In der Umsetzung seines Konzeptes fand er in den aufgebotenen Sängern und Statisten hervorragende Partner. Sie alle liefen rein darstellerisch zur Höchstform auf. Hier ist an erster Stelle die famose Runette Botha zu nennen, die voll in der Rolle der von ihr sehr intensiv und impulsiv sowie mit hoher emotionaler Ausdruckskraft gespielten Gouvernante aufging. Auch gesanglich vermochte sie mit ihrem gut focussierten, tiefgründigen und höhensicheren Sopran voll zu überzeugen. Treffliche Unterstützung fand sie im Gouvernanten-Alter-Ego Franziska Schwedes . Maren Engelhardt legte die Miss Jessel mit trefflich gestütztem, sonorem Sopran rech dramatisch an. Gideon Poppe als Quint und Prolog klang dagegen ziemlich dünnstimmig. Während die beiden Sänger konzeptgemäß aus dem Off heraus sangen, agierten die stummen Nackedeis Astrid Weigel und Till-Ulrich Herber eindrucksvoll auf der Bühne. Als Freud-Double bewährte sich Pablo Schelter. Mit insbesondere in der Höhe etwas variablem Stimmsitz sang Lona Culmer-Schellbach die Mrs. Grose, die Doppelgängerin der Haushälterin war Melitta Schäffer. In jeder Hinsicht erfreulich waren auch die Leistungen der beiden Kinder Sophie Geismann und Matthias Gude in den Rollen der Geschwister Flora und Miles.

 

Waldeckische Landeszeitung, 15.10.2013

> Benjamin Brittens süße Unheilsmusik
Grusel-Oper „The Turn of the Screw“ im Staatstheater - Schlüssige und symbolstarke Inszenierung
von Armin Hennig


Nacktes Grauen diese Wendung wird in Paul Esterhazys Inszenierung von Benjamin Brittens subtiler Grusel-Oper „The Turn of the Screw“ Bühnenwirklichkeit. 

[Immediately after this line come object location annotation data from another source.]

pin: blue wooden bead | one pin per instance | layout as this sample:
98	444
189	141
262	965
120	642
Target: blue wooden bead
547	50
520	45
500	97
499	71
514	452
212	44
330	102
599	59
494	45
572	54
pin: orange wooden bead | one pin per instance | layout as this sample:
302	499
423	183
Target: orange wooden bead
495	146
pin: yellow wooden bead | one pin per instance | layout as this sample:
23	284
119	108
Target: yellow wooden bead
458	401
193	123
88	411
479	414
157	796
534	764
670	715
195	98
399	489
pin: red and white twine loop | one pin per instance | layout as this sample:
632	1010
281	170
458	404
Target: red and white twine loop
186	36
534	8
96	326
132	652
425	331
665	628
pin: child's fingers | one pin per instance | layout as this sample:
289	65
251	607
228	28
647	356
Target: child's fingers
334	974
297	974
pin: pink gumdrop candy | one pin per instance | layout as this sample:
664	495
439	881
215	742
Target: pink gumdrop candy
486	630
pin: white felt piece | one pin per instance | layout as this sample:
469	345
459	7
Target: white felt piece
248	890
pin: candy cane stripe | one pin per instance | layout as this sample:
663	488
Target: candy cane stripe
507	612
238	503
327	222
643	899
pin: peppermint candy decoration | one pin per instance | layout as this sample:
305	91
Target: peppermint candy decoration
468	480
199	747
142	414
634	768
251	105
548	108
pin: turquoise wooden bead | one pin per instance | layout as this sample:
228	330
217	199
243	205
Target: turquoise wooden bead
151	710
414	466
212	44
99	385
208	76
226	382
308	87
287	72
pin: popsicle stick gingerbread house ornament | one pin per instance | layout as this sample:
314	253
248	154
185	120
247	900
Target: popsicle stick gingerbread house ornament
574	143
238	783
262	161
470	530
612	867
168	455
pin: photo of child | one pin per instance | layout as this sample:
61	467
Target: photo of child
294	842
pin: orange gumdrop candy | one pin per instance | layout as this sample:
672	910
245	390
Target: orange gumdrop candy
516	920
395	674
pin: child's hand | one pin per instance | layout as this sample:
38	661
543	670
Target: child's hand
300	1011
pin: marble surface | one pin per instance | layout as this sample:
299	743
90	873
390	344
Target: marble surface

Der Regisseur lässt die Gespenster Peter Quint und Mrs. Jessel, die nicht für alle Beteiligten sichtbar sind, wohl aber die Folgen ihrer Einflüsterungen, in Form in Form zwei nackten Darstellern (Valeska Weber/Gunnar Seidel) aktiv werden. Die beiden Geister greifen an zentraler Stelle ins Geschehen ein oder stiften die beiden Kinder Miles (Tizian Geyer) und Flora (Mira Meske) zu allerlei Untaten an. 

Die fehlende Bekleidung verhängnisvollen des Paares soll den anderen Status der Gespenster deutlich machen und tatsächlich sorgen ihre Momente für eine surreale Atmosphäre auf der Szene, eine Wirkung, die Brittens süße Unheilsmusik massiv verstärkt. Die nackten Gespenster, denen Maren Engelhardt und Gideon Poppe eine klagende und lieblich nach Mitleid heischende Stimme aus dem Graben geben sind der offensichtlichste Teil einer durchgängig schlüssigen und symbolstarken Inszenierung, bei der im ersten Akt in jeder Szene ein Bild oder Gegenstand auf ein zentrales Element der nächsten voraus weist. So spielt Miles in jener Szene, in der von seinem Schulverweis die Rede ist mit einem Holzturm, an dessen realem Gegenstück die Gouvernante (Runetta Botha) im folgenden Bild ihre erste Begegnung mit dem Geist von Peter Quint haben wird. Eben jener Peter Quint, den die Gouvernante im weiteren Verlauf als den Urheber des auch altersmäßig unangemessenen Verhaltens des sonst so braven Jungen ausmachen wird, als weibliches Gegenstück ist Mrs. Jessel für Floras Ausbrüche verantwortlich. 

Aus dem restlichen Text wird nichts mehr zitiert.